DESI results: Hint towards coupled dark matter and dark energy
Amlan Chakraborty, Prolay K. Chanda, Subinoy Das, Koushik Dutta
TL;DR
The paper addresses DESI's hints of evolving dark energy and phantom-crossing by proposing an interacting dark sector model in which a quintessence field is Yukawa-coupled to dark matter. It demonstrates that the observable equation of state $w_{\rm eff}$ can cross the phantom barrier while the intrinsic field equation of state $w_{\phi}$ remains above $-1$, achieving compatibility with DESI (and Planck/Union3) within 2$\sigma$ for certain parameter choices. The authors solve the coupled Klein-Gordon and Friedmann equations for two self-interaction potentials, showing late-time crossing around $z\sim0.5-1$ under thawing dynamics, and highlight the need for forthcoming MCMC analyses and perturbation studies.
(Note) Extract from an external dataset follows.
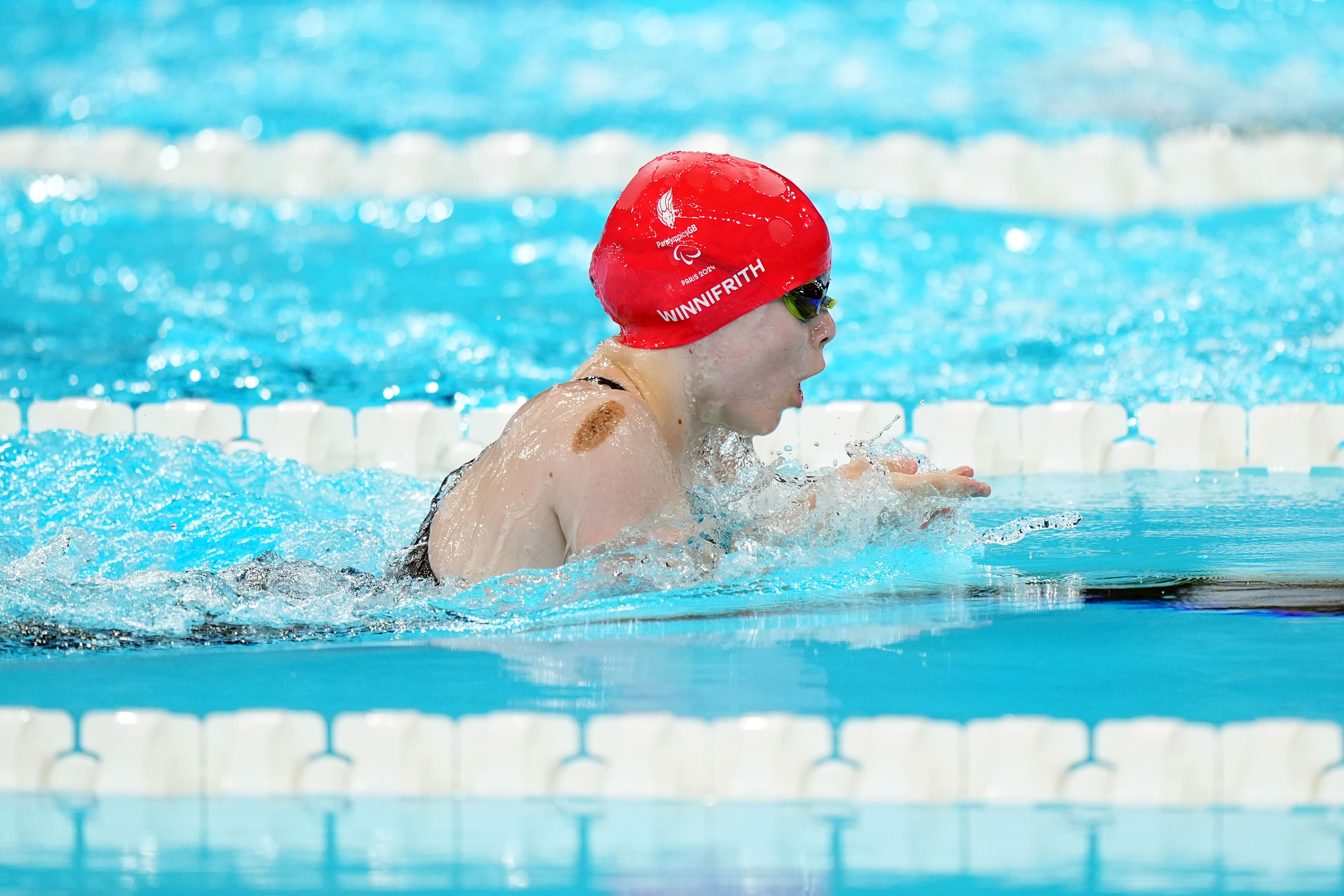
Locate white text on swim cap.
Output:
[659,258,765,321]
This framework offers a viable path to interpret DESI data without phantom fields, motivating further cosmological and particle-physics investigations.
Abstract
We investigate a scenario where a dark energy quintessence field $φ$ with positive kinetic energy is coupled with dark matter. With two different self-interaction potentials for the field and a particular choice of the coupling function, we show explicitly how the observable effective equation of state parameter $w_{\rm eff}$ for the dark energy field crosses the phantom barrier ($w_{\rm eff} = -1$) while keeping the equation of state of the quintessence field $w_φ> -1$. With appropriate choices of parameters, $w_{\rm eff}$ crosses the phantom divide around redshift $z\sim 0.5$, transitioning from $w_{\rm eff} <-1$ in the past to $w_{\rm eff}>-1$ today. This explains DESI observations well. Our analysis reveals that the model remains consistent within the $2σ$ confidence intervals provided by DESI for several combinations of the scalar field parameters, highlighting its potential in explaining the dynamics of dark energy arising from a simple Yukawa-type long-range interaction in the dark sector. While the current findings offer a promising framework for interpreting DESI observations, future work, including a comprehensive Markov Chain Monte Carlo (MCMC) analysis, is necessary to constrain the parameter space further and strengthen the statistical significance of the results.